Duke, Kansas State, Ohio State, and now even Purdue's New Year's Day pimp-smack victims, West Virginia, are getting love as potential No. 1 seeds.  However, each of those teams is not without their flaws in their own right, and are their bodies of work that much superior to Purdue's? Let's examine, starting with the Boilers as a point of comparison.

Purdue: 26-4, RPI No. 11, 51st-ranked Strength of Schedule, 6-3 v. RPI Top 50
The Boilers' three Top 50 losses were to Ohio State, Michigan State, and Wisconsin, all of which they had either already beaten or proceeded to avenge later.

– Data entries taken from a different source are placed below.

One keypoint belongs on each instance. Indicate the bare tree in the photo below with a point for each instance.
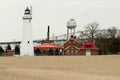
(91, 30)
(112, 32)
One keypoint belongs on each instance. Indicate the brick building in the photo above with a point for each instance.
(72, 46)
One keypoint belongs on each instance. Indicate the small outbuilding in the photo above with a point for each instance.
(88, 48)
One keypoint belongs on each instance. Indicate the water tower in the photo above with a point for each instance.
(27, 42)
(71, 25)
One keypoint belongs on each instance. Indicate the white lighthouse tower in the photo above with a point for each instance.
(27, 41)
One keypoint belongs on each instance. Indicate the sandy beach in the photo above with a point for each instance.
(60, 68)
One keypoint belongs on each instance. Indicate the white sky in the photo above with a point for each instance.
(55, 13)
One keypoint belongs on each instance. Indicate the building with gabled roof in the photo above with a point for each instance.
(72, 46)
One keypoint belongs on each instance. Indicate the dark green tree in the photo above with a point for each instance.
(91, 30)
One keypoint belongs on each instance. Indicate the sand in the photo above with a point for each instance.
(60, 68)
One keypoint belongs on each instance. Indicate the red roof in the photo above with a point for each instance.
(46, 46)
(88, 45)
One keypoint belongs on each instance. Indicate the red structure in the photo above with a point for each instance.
(72, 46)
(46, 47)
(88, 49)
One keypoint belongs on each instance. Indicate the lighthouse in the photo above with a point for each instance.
(27, 41)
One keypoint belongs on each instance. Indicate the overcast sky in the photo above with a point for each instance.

Just saying.

Duke: 26-5, RPI No. 2, 7th-ranked SoS, 8-4 v. RPI Top 50
Duke just dropped a game last Wednesday to a Maryland team that was merely .500 (7-7) against the RPI's Top 100. The Terps are playing like their shoes are on fire right now, and that probably works in Duke's favor. Barring a huge collapse in the ACC Tournament , Duke's probably got the No. 1 locked up.

On examining their losses, though, all things are pretty equal between the Devils and the Boilers. They both have a weak loss, Purdue to Northwestern and Duke to N.C. State.  Duke's five losses came to teams that were a combined 41-41 against the RPI's Top 100. Purdue's four losses came to teams who were 28-27 against the Top 100. Duke's own RPI and SoS are large advantages, but if it's boiled down to who each team played, there's very little difference.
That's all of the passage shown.